The queen of cryptocurrencies suffered a strong correction this Friday morning, falling 7% in a few hours.

New entrants to the bitcoin market will need to have strong backbones. While bitcoin was advancing towards $75,000, the cryptocurrency suffered a strong correction this Friday, March 15. Bitcoin fell below $67,000 this morning, losing 7% from its highest point of the day at $72,000. At 9:30 a.m. this Friday morning, bitcoin is struggling to recover and is trading around $67,700.

For some financial analysts, this fall can be explained after the too rapid surge in assets in recent weeks. Recent US CPI data has “cooled expectations of a Federal Reserve (Fed) rate cut and gold prices have also fallen”, said Greta Yuan, head of research at VDX, an approved exchange in Hong Kong, in a note consulted by Coindesk.

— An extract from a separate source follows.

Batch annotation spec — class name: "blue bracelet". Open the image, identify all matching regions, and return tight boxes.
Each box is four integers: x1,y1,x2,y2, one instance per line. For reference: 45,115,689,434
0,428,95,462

“The recent surge in bitcoin prices was too rapid for the market to properly price, so the current correction is expected,” he said.

For other analysts, further corrections in bitcoin are to be expected, due to upcoming macroeconomic announcements and in view of the “halving” (see our “Understand everything” about this event which will take place in April). The market “is adjusting its expectations regarding bitcoin, also taking into account the uncertainties presented by having”, specifies Adrian Wang, founder and boss of the company Metalpha.

Madness around ETFs

As a reminder, bitcoin has been soaring since the start of 2024 due, in particular, to the arrival of spot bitcoin ETFs on the market. On January 10, the American stock market watchdog (the SEC) authorized 11 spot bitcoin ETFs, offered in particular by asset managers like Blackrock and Fidelity. An ETF (or Exchange Traded Funds) is an index fund trading on a stock exchange which follows the evolution of a stock index (or one or more financial or physical assets, such as gold) by replicating the increase as well as the drop in the price of this index (or these assets).

Before January 10, the SEC only approved Bitcoin futures ETF (this was the case since 2021) but not spot (spot) bitcoin ETFs, considering that futures are more difficult to manipulate because the market is based on the futures prices of the Chicago Mercantile Exchange (CME), regulated by the Commodity Futures Trading Commission (CTFC).

Since their launch, spot bitcoin ETFs have already drained billions of dollars into the bitcoin market, sometimes doing better than ETFs in the gold market. For example, the Blackrock product, called iShares Bitcoin Trust (IBIT), crossed the $10 billion mark in assets under management just seven weeks after its launch. For comparison, the first gold-backed ETF in the United States, the SPDR Gold Shares (GLD), took two years to reach such an amount.